Il ritornello, se proprio vogliamo coniarne uno, dovrebbe suonare così: “il clima cambia… ma è sempre cambiato!”.
Ventimila anni fa l’area alpina dell’Italia settentrionale era coperta da enormi coltri di ghiaccio. Poche migliaia di anni fa, invece, molti dei ghiacciai alpini che conosciamo erano scomparsi. Il XVII e il XVIII secolo videro temperature più fresche delle attuali, durante le due guerre mondiali non vi erano grandi differenze con il clima attuale, poi gli anni ’60 e ’70 furono caratterizzati da un nuovo raffreddamento, che portò gli scienziati a parlare di una nuova era glaciale (sic!) in arrivo. Basta questo brevissimo excursus nella storia climatica recente a dimostrare come il clima sia un’entità in continuo divenire, con alti e bassi che fanno impallidire le oscillazioni di questi ultimi anni. Non c’è nulla di immutabile, dunque, a cui potersi aggrappare.
Chi ne sa qualcosa in più ammette che le oscillazioni dei parametri meteo ci sono sempre state, ma ribatte che l’anomalia è nella rapidità con cui il clima sta cambiando. In pochi decenni, secondo loro, la temperatura media del pianeta raggiungerà livelli tali da annientare i ghiacciai delle grandi catene montuose e ridurre ai minimi termini quelli artici e antartici. A parte il fatto che, secondo proiezioni di una ventina d’anni fa, già ora dovremmo vivere in una sorta di forno permanentemente acceso, e ciò dimostra che qualcosa ancora ci sfugge, anche questo modo di pensare si sta rivelando almeno in parte errato. Gli studi più recenti dimostrano che brusche variazioni del clima si possono verificare anche in pochi decenni. Cambiamenti delle correnti marine e atmosferiche, eruzioni vulcaniche, anomalie nell’attività del Sole e altre concause possono indurre repentini cambiamenti di rotta a trend che sembravano consolidati (leggere qui).
Ma allora cosa c’è di vero? L’unica cosa che si può affermare su base scientifica è che il clima attuale è mediamente più caldo rispetto a quello che hanno vissuto i nostri genitori e i nostri nonni. Probabilmente l’uomo ci sta mettendo lo zampino con le emissioni di gas serra. Resta comunque il fatto che oscillazioni di questo genere si sono già verificate in passato! Ci sono già stati lunghi periodi di clima “normale” (se vogliamo considerare nella normalità quello dei decenni scorsi) seguiti da “improvvisi” sbalzi termici e pluviometrici. Chi può affermare con certezza assoluta che per la Terra non sia più “normale” il periodo che stiamo vivendo attualmente?

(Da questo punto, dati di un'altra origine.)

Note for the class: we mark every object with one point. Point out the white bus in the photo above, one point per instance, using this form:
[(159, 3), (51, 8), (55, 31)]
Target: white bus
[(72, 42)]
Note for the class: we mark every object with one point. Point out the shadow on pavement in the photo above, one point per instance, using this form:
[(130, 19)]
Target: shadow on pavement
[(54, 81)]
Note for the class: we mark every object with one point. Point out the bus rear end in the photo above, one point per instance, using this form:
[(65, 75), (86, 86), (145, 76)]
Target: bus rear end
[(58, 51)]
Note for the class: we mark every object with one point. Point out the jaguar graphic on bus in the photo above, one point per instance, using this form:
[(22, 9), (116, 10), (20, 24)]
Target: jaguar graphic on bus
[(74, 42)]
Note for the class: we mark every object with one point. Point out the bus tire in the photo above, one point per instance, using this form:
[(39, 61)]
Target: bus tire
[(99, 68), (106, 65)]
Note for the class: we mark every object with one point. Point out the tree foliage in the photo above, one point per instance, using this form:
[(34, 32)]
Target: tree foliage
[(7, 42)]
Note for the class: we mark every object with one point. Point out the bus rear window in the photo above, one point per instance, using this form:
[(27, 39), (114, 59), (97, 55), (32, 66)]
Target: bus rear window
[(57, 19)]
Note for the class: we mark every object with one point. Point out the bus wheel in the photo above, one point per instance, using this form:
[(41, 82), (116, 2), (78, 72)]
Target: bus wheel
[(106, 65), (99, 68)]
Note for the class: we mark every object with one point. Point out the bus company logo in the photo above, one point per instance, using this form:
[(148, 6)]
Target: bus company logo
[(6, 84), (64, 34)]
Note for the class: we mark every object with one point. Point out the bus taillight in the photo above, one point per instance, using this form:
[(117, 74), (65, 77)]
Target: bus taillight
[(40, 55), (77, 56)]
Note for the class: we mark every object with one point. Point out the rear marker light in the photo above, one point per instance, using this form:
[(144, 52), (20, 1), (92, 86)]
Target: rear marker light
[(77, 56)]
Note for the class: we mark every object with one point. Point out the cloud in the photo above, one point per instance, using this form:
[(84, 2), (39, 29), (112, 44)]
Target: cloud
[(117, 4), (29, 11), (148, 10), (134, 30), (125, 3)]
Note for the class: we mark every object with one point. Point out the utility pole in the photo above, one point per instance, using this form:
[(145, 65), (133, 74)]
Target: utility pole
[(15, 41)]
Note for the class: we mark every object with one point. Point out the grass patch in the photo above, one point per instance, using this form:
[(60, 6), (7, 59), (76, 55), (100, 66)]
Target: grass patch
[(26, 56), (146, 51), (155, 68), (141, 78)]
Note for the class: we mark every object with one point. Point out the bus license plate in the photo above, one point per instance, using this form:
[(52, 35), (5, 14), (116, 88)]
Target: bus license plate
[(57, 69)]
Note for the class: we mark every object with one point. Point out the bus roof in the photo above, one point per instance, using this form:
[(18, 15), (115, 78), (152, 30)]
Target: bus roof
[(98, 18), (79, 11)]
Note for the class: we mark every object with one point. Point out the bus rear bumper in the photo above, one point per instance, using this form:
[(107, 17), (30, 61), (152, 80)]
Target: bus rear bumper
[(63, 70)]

Spingendoci indietro nel tempo di oltre 150 anni e non potendo più fare affidamento su carte meteorologiche, dati o osservazioni attendibili, possiamo solo dedurre un comportamento medio dei parametri meteorologici, non sufficiente a ricostruire con precisione il tipo di circolazione atmosferica che regnava allora e che poteva, chissà, generare fenomeni e temperature che oggi riterremmo stravaganti.
Non potendolo fare, appunto, è stato preso a riferimento il clima nel dopoguerra. Abbiamo dato per scontato che, da sempre, le perturbazioni atlantiche spadroneggiano sull’Europa occidentale nel periodo invernale, con neve e pioggia distribuite democraticamente dalla depressione d’Islanda e che da maggio a settembre l’anticiclone delle Azzorre si espanda sugli stessi paesi, portando un lungo periodo caldo con frequenti temporali in montagna e brevi periodi di frescura rigenerante anche sulle pianure. Questa situazione è però solamente l’istantanea di un processo che sempre è mutato e sempre muterà: ciò che ci inganna è la brevità della nostra vita e la scarsa copertura temporale delle rilevazioni strumentali.
L’errore grossolano è sostenere che, discostandosi da questo clima “di riferimento”, si vada verso l’anormalità.
Siamo d’accordo, si diceva, che il clima di oggi è diverso da quello di alcuni decenni fa. Ma ciò non vuol dire che quest’ultimo rappresentasse lo standard dall’inizio dei tempi!
Nel settembre 2014 ho rivisto questo pezzo, trovandovi i seguenti passi scritti nel 2006: “Ciò che è venuto a mancare è la forza delle correnti occidentali, in grado di sospingere le figure dominanti in Atlantico sul comparto europeo. Esse sono, come già accennato, l’Anticiclone delle Azzorre in estate e la depressione semipermanente islandese in inverno. Per cause ancora in fase di studio (un ruolo lo gioca, forse, la perdita di forza della Corrente del Golfo) vengono invece privilegiate figure bariche che si distendono da sud verso nord, e viceversa, che non vengono adeguatamente “stirate” lungo i paralleli dalle correnti occidentali. Il risultato è che si formano blocchi di aria calda che risalgono a latitudini inconsuete, a cui corrispondono, per compensazione, altre aree in cui vi sono massicce discese di aria fredda anche nel periodo caldo. Il luglio 2000, per esempio, ha visto l’Italia investita per diversi giorni da correnti settentrionali, con temperature abbondantemente sotto la norma e neve a quote medie (indimenticabili i 18 cm di neve a Livigno che rimasero al suolo per più giorni!)”
Ebbene questo brano contrasta con quanto accaduto negli anni successivi, il 2014 per esempio, in buona parte caratterizzato da correnti atlantiche tese e molto basse di latitudine che hanno causato un inverno mite e umidissimo in Europa occidentale e tenuto lontano l’anticiclone africano con le sue temperature bollenti nel periodo estivo. Dov’è allora la normalità?
Una delle tante situazioni limite dal punto di vista climatico si è avuta nei primissimi giorni di giugno 2006. In quell’occasione una discesa di aria fredda ha raggiunto addirittura le latitudini del basso mediterraneo, dando vita a nevicate sui rilievi che verranno ricordate negli annali. La situazione al 31 maggio è raffigurata nell’immagine seguente; l’anticiclone delle Azzorre assume una posizione di blocco sulle coste occidentali europee. Si tenga presente che in un’area di alta pressione la circolazione dei venti si svolge in senso orario. Ecco dunque che sul bordo orientale dell’alta pressione si ha la discesa di un blocco di aria fredda, che possiamo identificare con la lingua verde che si insinua nel Mediterraneo.
IN CONCLUSIONE: stiamo senza dubbio vivendo una fase di riscaldamento climatico, ma si tratta di processi che avvengono da sempre, e sempre avverranno, e che l’uomo può contrastare (o accelerare) in misura non ancora quantificabile. Forse siamo determinanti, o forse stiamo solo vivendo solo un delirio di onnipotenza. Il vero atteggiamento scientifico è quello di porsi dubbi, sempre.
Il clima è in continuo divenire, non dimentichiamolo mai!